Just back from 5 days in Western Scotland - mainly on the Isle of Skye.

This is from the chain of waterfalls at Fairy Pools with the Black Cuillin Mountains in the background.


----------



## Lara (Apr 25, 2018)

I like the contrast between soft, ethereal waterfalls/pool and the sharp detail of the mountains/rocks. Your technique gives it an other-world intrigue with a beautiful result.


----------



## hollydolly (Apr 25, 2018)

Yes the isle of skye has a lot to offer....what doe you use to make the water look so smooth in the photo?
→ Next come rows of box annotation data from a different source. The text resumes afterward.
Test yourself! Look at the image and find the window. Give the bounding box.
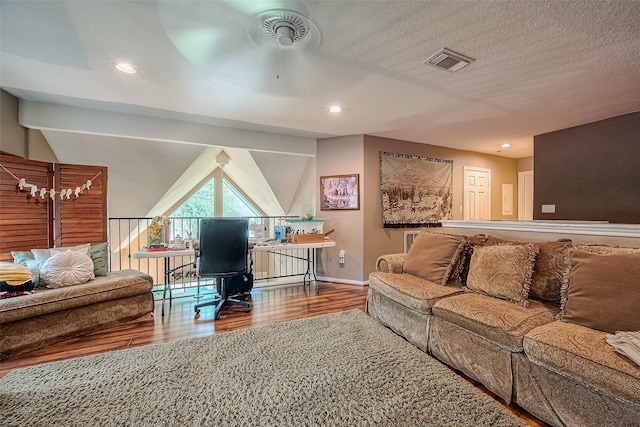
[170,178,262,226]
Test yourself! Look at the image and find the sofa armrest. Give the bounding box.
[376,253,407,273]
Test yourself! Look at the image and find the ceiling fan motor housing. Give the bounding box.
[262,10,309,46]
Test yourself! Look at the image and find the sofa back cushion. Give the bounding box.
[559,249,640,333]
[466,243,538,307]
[403,232,468,286]
[486,236,573,305]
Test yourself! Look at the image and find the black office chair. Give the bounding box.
[194,218,253,320]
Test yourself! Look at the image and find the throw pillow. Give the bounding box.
[31,243,91,268]
[466,243,538,307]
[89,242,109,277]
[0,261,34,292]
[403,232,468,286]
[40,251,93,288]
[487,236,573,305]
[558,249,640,333]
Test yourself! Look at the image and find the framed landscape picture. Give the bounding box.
[320,174,360,211]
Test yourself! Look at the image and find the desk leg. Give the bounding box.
[162,257,172,316]
[302,248,320,294]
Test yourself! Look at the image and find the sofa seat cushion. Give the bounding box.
[433,293,558,353]
[0,270,153,324]
[524,321,640,405]
[369,272,463,314]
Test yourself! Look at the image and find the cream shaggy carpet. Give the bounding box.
[0,310,526,427]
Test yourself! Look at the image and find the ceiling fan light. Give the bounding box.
[276,25,296,46]
[113,62,138,74]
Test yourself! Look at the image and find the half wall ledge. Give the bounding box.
[442,220,640,245]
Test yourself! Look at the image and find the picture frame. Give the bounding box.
[320,174,360,211]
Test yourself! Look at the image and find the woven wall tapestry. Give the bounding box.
[380,151,453,228]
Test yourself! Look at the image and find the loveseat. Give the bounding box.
[367,230,640,426]
[0,243,154,360]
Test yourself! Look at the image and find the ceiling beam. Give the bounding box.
[19,100,316,157]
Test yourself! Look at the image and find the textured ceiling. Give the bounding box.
[0,0,640,158]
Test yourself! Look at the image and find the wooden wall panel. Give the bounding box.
[54,164,108,246]
[0,154,53,259]
[0,153,108,260]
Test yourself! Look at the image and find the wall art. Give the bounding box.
[380,151,453,228]
[320,174,360,211]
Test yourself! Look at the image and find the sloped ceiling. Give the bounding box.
[0,0,640,160]
[43,131,205,218]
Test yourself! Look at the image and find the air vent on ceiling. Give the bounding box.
[423,48,474,73]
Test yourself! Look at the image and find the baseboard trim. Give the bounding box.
[318,276,369,286]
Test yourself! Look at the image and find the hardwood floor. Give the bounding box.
[0,282,547,427]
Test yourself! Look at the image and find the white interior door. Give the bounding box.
[463,166,491,221]
[518,171,533,220]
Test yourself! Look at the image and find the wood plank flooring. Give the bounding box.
[0,282,547,427]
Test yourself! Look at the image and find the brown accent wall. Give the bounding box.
[533,112,640,224]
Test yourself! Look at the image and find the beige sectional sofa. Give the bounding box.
[0,270,153,359]
[367,230,640,426]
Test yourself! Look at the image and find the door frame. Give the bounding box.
[462,166,492,221]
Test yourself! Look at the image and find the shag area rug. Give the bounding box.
[0,310,527,427]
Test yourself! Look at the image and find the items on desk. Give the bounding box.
[286,219,324,244]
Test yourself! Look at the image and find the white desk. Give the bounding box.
[133,248,195,316]
[251,240,336,293]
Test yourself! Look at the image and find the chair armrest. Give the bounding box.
[376,253,407,273]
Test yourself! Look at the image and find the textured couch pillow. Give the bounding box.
[459,234,487,283]
[486,236,573,305]
[403,232,468,286]
[89,242,109,277]
[40,251,94,288]
[466,243,538,307]
[559,249,640,333]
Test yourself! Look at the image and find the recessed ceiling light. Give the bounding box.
[113,62,138,74]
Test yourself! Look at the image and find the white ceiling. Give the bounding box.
[0,0,640,158]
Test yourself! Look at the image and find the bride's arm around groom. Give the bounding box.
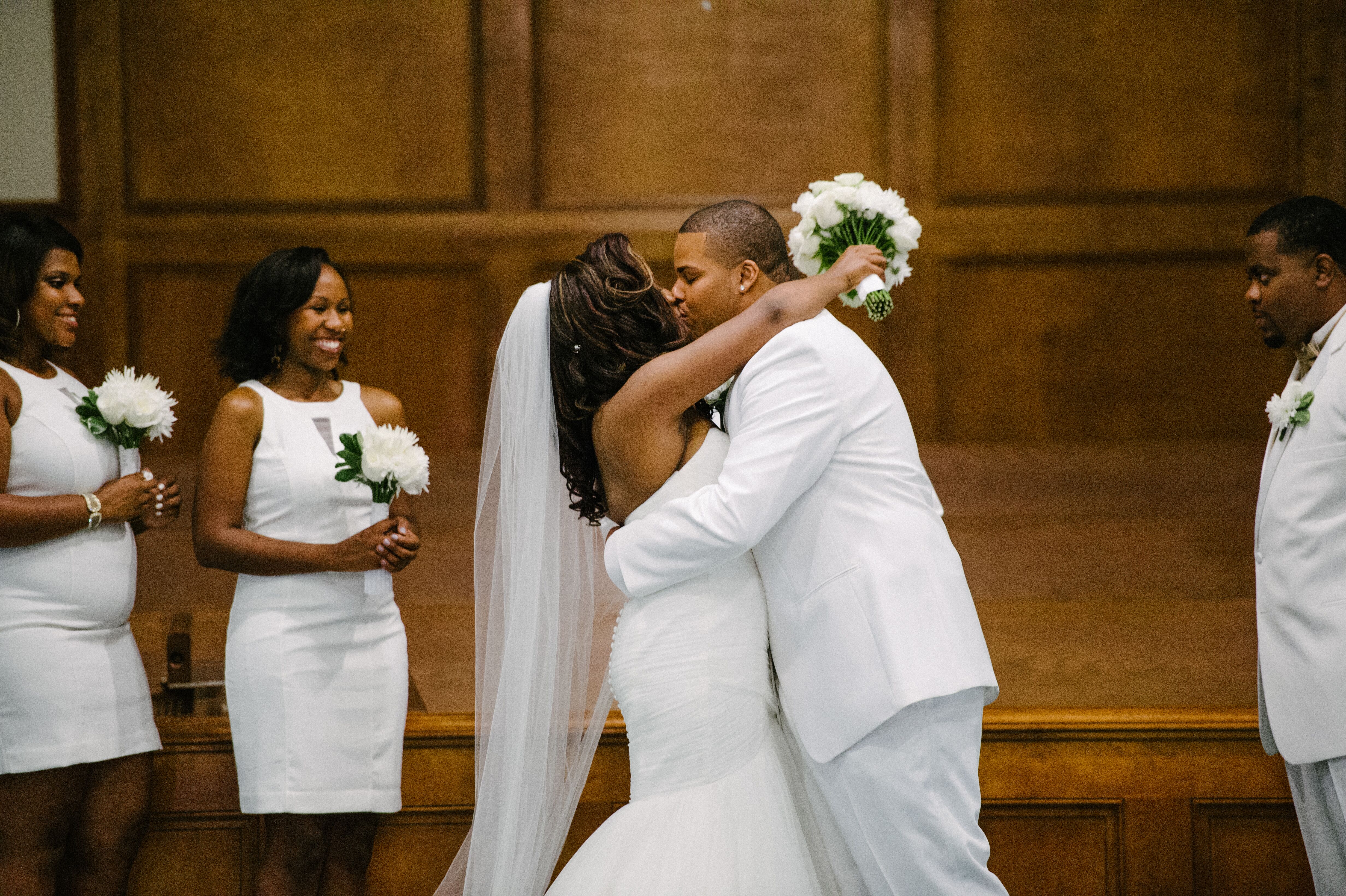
[604,202,1004,893]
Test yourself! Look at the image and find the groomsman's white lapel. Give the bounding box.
[1253,324,1346,550]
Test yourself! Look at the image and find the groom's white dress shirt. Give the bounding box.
[604,311,997,763]
[1253,300,1346,764]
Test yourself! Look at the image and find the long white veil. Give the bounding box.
[436,284,622,896]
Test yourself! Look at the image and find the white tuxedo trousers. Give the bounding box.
[786,688,1005,896]
[1285,756,1346,896]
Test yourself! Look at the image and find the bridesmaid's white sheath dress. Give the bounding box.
[548,429,833,896]
[225,379,408,814]
[0,362,159,775]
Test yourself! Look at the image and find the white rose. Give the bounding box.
[359,425,429,495]
[855,180,888,218]
[828,187,860,208]
[1267,379,1304,429]
[790,192,818,218]
[813,194,845,229]
[888,215,921,252]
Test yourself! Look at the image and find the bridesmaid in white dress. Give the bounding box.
[0,213,182,896]
[193,246,420,896]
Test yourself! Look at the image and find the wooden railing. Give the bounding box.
[131,706,1312,896]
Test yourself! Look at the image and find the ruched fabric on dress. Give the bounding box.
[548,429,834,896]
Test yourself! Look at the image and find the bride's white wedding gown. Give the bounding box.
[548,429,834,896]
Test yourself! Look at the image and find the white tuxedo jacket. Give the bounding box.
[1253,312,1346,764]
[604,311,997,762]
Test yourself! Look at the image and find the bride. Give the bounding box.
[438,234,884,896]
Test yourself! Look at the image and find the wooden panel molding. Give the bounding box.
[935,0,1299,203]
[533,0,888,208]
[1191,799,1314,896]
[981,799,1123,896]
[128,807,257,896]
[131,706,1311,896]
[121,0,483,211]
[935,253,1287,443]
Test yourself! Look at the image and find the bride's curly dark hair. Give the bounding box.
[551,233,692,525]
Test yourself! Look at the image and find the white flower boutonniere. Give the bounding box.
[1267,382,1314,441]
[705,374,739,420]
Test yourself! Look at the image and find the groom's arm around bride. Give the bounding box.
[604,202,1004,893]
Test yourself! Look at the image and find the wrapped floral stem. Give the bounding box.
[789,173,921,320]
[75,367,178,479]
[336,425,429,595]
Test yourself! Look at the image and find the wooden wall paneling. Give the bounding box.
[126,813,260,896]
[121,0,482,211]
[937,0,1299,202]
[365,806,473,896]
[938,256,1284,441]
[336,265,494,449]
[981,799,1123,896]
[1299,0,1346,203]
[534,0,888,208]
[1191,799,1314,896]
[479,0,534,211]
[126,265,246,449]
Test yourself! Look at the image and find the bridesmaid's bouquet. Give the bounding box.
[789,173,921,320]
[75,367,178,479]
[336,424,429,595]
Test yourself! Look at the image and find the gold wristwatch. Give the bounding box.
[79,491,102,529]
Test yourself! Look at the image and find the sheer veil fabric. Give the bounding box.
[435,282,625,896]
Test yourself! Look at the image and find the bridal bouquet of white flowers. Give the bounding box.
[336,424,429,595]
[789,172,921,320]
[75,367,178,479]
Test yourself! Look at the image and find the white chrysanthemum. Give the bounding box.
[359,425,429,495]
[93,367,178,439]
[888,215,921,253]
[790,191,818,218]
[813,192,845,230]
[1267,381,1304,429]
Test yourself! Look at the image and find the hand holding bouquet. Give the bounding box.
[75,367,178,479]
[789,173,921,320]
[336,424,429,595]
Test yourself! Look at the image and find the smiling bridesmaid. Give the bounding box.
[0,213,182,896]
[191,246,420,896]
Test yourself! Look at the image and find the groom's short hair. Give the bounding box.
[1248,196,1346,268]
[678,199,795,282]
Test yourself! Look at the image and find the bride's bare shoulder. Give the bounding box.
[592,408,711,523]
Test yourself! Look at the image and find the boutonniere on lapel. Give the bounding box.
[705,374,739,421]
[1267,381,1314,441]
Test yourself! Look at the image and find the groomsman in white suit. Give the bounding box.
[1245,196,1346,893]
[604,202,1005,896]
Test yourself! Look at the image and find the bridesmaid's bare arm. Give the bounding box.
[191,387,390,576]
[0,370,155,547]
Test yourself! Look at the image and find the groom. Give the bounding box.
[604,201,1005,896]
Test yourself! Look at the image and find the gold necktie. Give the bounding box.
[1295,342,1322,379]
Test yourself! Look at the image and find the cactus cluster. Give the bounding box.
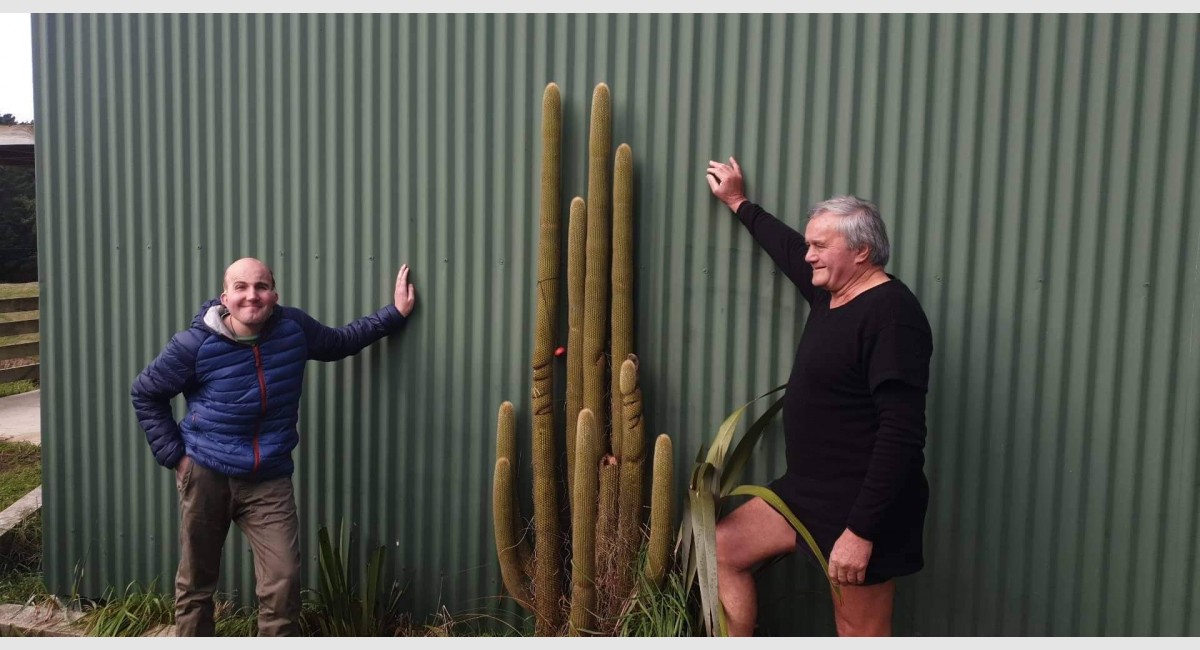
[492,83,672,636]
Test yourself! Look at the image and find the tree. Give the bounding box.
[0,113,37,282]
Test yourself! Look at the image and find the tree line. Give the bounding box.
[0,114,37,283]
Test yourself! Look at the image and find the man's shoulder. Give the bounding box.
[872,276,929,330]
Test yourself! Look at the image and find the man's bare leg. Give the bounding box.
[716,496,796,637]
[833,580,896,637]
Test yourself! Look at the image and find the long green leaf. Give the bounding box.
[730,486,841,598]
[690,463,721,636]
[362,546,384,636]
[707,384,787,470]
[721,395,786,496]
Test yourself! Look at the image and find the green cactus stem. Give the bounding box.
[608,144,634,458]
[583,84,612,451]
[569,409,600,636]
[566,197,588,501]
[646,433,674,594]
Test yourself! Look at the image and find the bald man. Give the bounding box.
[131,258,416,637]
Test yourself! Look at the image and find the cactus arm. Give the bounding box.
[570,409,600,636]
[492,458,533,610]
[565,197,588,502]
[646,433,674,586]
[583,84,612,451]
[608,144,634,458]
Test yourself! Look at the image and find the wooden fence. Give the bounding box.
[0,297,41,384]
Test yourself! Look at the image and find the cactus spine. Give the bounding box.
[492,84,671,636]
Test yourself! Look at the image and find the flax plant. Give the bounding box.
[677,386,841,637]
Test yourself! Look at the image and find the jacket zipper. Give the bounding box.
[251,343,266,471]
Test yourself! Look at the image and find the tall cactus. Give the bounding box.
[566,197,588,493]
[530,84,563,633]
[492,84,671,634]
[646,433,674,586]
[570,409,600,637]
[583,84,612,446]
[611,144,634,457]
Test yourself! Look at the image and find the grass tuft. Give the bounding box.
[79,582,175,637]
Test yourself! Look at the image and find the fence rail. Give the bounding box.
[0,297,41,384]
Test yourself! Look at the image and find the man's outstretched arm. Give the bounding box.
[302,264,416,361]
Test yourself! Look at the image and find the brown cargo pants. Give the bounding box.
[175,458,300,637]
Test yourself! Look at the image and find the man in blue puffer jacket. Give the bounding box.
[131,258,416,636]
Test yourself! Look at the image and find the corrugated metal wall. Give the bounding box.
[34,14,1200,634]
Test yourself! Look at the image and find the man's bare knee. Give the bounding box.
[716,496,796,571]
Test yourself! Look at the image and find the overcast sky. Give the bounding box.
[0,13,34,122]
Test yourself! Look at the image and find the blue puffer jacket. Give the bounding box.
[131,299,406,481]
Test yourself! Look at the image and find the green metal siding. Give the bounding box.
[34,14,1200,636]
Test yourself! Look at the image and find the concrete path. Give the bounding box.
[0,390,42,445]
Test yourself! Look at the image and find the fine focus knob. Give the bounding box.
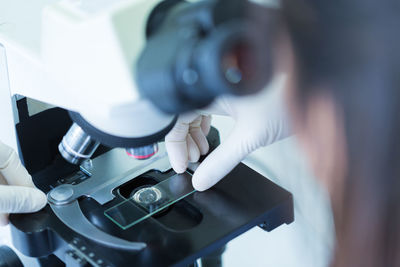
[126,143,158,160]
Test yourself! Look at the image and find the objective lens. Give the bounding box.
[58,123,100,165]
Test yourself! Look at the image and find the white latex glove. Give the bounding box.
[0,142,47,225]
[165,75,290,191]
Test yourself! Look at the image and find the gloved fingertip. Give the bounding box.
[0,213,8,226]
[32,189,47,212]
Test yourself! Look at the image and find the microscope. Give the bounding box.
[0,0,294,267]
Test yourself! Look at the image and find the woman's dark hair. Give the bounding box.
[283,0,400,267]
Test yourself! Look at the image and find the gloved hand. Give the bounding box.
[165,75,290,191]
[0,142,47,225]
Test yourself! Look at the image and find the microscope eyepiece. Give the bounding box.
[58,123,100,165]
[135,0,274,114]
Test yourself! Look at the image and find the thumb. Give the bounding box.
[192,128,256,191]
[0,185,47,213]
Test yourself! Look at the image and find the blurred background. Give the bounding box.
[213,116,334,267]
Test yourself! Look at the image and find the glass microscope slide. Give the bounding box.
[104,172,196,230]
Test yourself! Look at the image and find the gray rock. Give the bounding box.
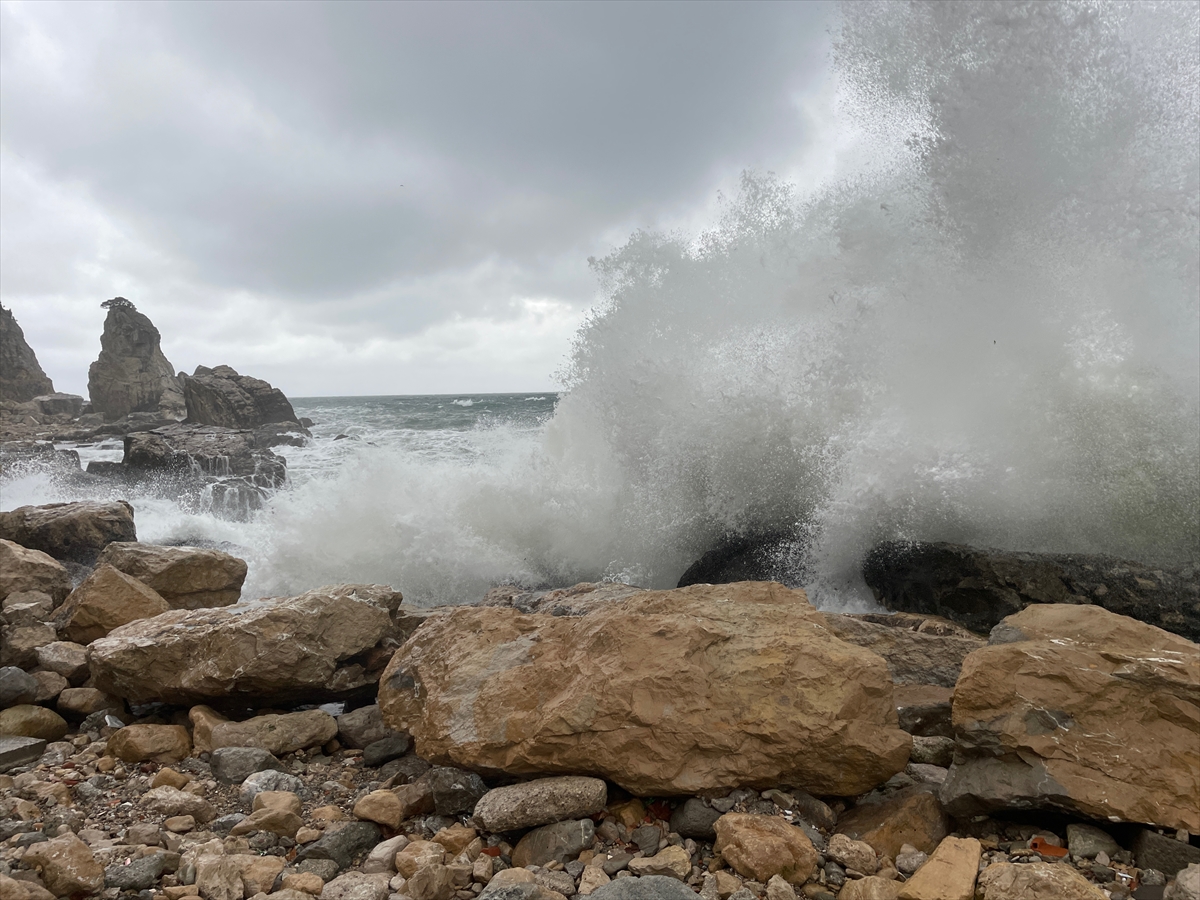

I've taken many pictures of waterfalls and I think only once by accident it come out looking flush like that instead of just ''water'' if you see what I mean


----------



## -Oy- (Apr 25, 2018)

Lara said:


> I like the contrast between soft, ethereal waterfalls/pool and the sharp detail of the mountains/rocks. Your technique gives it an other-world intrigue with a beautiful result.



Thanks - it's a great place just packed with gorgeous landscape locations. More to come 



hollydolly said:


> Yes the isle of skye has a lot to offer....what doe you use to make the water look so smooth in the photo?
> 
> I've taken many pictures of waterfalls and I think only once by accident it come out looking flush like that instead of just ''water'' if you see what I mean



This was a 30 seconds exposure - using a 10 Stop Neutral Density filter to cut out the light and increase the exposure time.


----------



## hollydolly (Apr 25, 2018)

Thank you....that's why I can never achieve it with my little old Fuji...


----------



## -Oy- (Apr 25, 2018)

hollydolly said:


> Thank you....that's why I can never achieve it with my little old Fuji...



Which Fuji?


----------



## jujube (Apr 25, 2018)

Just gorgeous!!!


----------



## happytime (Jun 17, 2018)

Very nice I like slowing down the speed of the camera an making water look like .....ICE CREAM maybe lol ....great shot


----------



## -Oy- (Jun 19, 2018)

Cheers - ten stop ND filter to slow down the shutter.


----------



## terry123 (Jun 19, 2018)

Like the contrast too.  Feels like I am there!.


----------



## Aunt Bea (Jun 19, 2018)

Great photo!

The quality reminds me of the pictures from around the world that the folks at Microsoft include when they do a major update.


----------